混雑する休日の駅。

いくつも改札がある大型の駅で私は迷ってしまい、待ち合わせの時間に遅れていた。

ようやく目的の場所にたどりつき、あたりを見回すも音でいっぱいだ。

「武藤さんっ!」

「ひゃっ!?」

後ろから肩を叩かれ、振り返った先に彼がいた。

まったく彼の呼び声を認識していなかったため、落ち着かない目でまわりをキョロキョロ見る。


「ご、ごめんなさい。改札間違えて迷っちゃって……」

「大丈ーーーーよ。

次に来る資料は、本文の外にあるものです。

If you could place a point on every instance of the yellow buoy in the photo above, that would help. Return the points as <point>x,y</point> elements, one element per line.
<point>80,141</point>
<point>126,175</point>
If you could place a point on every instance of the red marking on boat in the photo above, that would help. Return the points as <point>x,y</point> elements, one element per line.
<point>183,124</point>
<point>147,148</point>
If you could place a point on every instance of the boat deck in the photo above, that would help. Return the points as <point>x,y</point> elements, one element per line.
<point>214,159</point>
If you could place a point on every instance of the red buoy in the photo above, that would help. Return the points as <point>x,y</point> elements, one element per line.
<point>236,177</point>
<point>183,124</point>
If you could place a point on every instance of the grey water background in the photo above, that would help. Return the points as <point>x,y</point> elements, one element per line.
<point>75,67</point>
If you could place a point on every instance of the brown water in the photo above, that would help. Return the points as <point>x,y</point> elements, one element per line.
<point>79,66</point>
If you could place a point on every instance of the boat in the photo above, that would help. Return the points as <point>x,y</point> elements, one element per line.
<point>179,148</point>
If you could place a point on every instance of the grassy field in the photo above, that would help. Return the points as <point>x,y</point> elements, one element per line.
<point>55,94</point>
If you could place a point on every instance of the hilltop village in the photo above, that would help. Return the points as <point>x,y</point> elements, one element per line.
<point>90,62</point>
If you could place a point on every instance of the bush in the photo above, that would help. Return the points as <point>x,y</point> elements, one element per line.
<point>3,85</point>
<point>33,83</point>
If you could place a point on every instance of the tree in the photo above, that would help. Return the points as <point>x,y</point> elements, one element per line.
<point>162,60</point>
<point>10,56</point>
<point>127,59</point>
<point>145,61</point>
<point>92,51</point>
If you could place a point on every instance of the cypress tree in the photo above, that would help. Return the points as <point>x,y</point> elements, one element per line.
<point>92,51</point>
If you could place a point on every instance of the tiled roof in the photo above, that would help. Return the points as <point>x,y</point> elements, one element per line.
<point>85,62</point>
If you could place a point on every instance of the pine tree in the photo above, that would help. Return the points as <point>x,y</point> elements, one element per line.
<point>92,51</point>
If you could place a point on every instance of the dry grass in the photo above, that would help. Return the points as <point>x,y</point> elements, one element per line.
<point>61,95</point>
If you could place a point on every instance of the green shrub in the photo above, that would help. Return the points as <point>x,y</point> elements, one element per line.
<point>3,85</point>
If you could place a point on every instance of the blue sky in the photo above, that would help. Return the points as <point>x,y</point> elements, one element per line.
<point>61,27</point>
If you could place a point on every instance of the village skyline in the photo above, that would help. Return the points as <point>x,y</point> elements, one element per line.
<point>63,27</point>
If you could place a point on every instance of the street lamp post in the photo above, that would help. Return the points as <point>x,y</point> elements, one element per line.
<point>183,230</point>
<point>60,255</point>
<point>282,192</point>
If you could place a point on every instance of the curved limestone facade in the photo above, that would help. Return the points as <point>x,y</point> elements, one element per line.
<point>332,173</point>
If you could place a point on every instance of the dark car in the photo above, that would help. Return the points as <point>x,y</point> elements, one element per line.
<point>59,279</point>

出ーーーーよね」

私の声は彼に届いているのだろうか。

私の耳には彼の言葉が届かない。

反応できずにソワソワしていると彼がにこっと笑い、腕を引いてくる。

「行こっ! きゅーーーーーーーうけど、オレがーーーーーらねっ!」

まともに会話が出来ていないのに、彼はそれを受容してくれる。

嫌な顔どころか、いつも柔らかく微笑んでくれるので胸がきゅっと締め付けられた。

彼の腕を掴み、じっと見上げると彼は耳まで真っ赤にして目を反らす。


「手……手を……」

(なんだろう?)

「な、なんだったら手をーーーとか」


そこで私は彼の腕を掴んでいることに気づく。

無意識に彼に媚びるようなことをしており、恥ずかしさに手を離す。


「ご、ごめんなさい! 行こう!」

足早に駅構内を走り、外へと出る。

信号待ちをしながら私は全身脈打つような激しい鼓動に叫びたい気持ちになっていた。

これから私たちは動物園へと行く。

賑やかな場所ということもあり、なかなか勇気を出していくことが出来なかった場所。

彼と一緒なら怖くないかもしれないと、私にしてはめずらしく意思を示して決定した。


ーーーーーー


「ほら、武藤さん! 子パンダがいるよ!」

「かわいい。思ってたより大きいなー」

私の希望で動物園に行くことが決まったのに、私以上に目を輝かせてはしゃいでいる。

いつもは大人びている印象だったが、動物を見る姿は子どもと変わらない。

笹を食べている大きなパンダを見ていたが、その隣をのっそりと動く小さなパンダがいることに気づく。

笹を食べている大きなパンダが壁となり、子パンダは餌にありつけない。

その様子を彼はじっと見つめ、うずうずと指先を動かしていた。